= Ronald and Nancy Reagan Research Institute =

The Ronald and Nancy Reagan Research Institute, an affiliate of the National Alzheimer's Association in Chicago, Illinois, is an initiative founded by former United States President Ronald Reagan and First Lady Nancy Reagan to accelerate the progress of Alzheimer's disease research. The center was dedicated in 1995.

== Overview ==

The development of the institute marked an important milestone in the maturation of Alzheimer's research; in 1982, most Alzheimer's research projects posed broad questions regarding the nature and effects of the disease, while the Reagan institute largely introduced – and expanded – the biological segment of disease research. The institute has awarded $12 million in research grants, and created the Ronald and Nancy Reagan Research Institute Award, given to individuals who have contributed greatly to Alzheimer's research.

President Ronald Reagan was diagnosed with Alzheimer's in 1994, and released a letter to the American people announcing his affliction.

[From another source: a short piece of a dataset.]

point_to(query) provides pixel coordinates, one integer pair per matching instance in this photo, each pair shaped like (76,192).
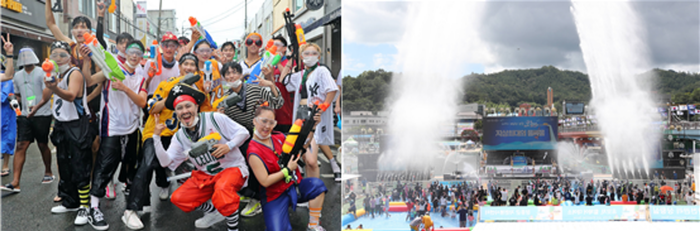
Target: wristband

His diagnosis and decision to go public with the news greatly affected the perception of Alzheimer's and reduced the stigma attached to the disease. In 1995, he and Mrs. Reagan established the institute. When the president became too incapacitated and could not function normally, Nancy Reagan began supporting federally funded embryonic stem cell research in the hopes that such research could lead to an Alzheimer's cure. She also remained an honorary board member of the research institute. President Reagan's daughter, Maureen Reagan Revell, was very active within the research center until her death in 2001.

As of 2007, an estimated 5.1 million Americans have Alzheimer's disease. This number includes 4.9 million people age 65 and older, and at least 200,000 individuals younger than 65 with early-onset Alzheimer's. According to the Alzheimer's Association, an American is diagnosed with the disease every 72 seconds. Although there is not yet any treatment that can delay or stop the deterioration of brain cells in Alzheimer's disease, researchers have identified a number of new treatment strategies that may have the potential to change its course. A number of experimental therapies based on the amyloid hypothesis and other targets have reached various stages of clinical testing in human volunteers. The Ronald and Nancy Reagan Research Institute funded a book by leading Alzheimer's researchers about progress in new treatment strategies for Alzheimer's and Parkinson's disease.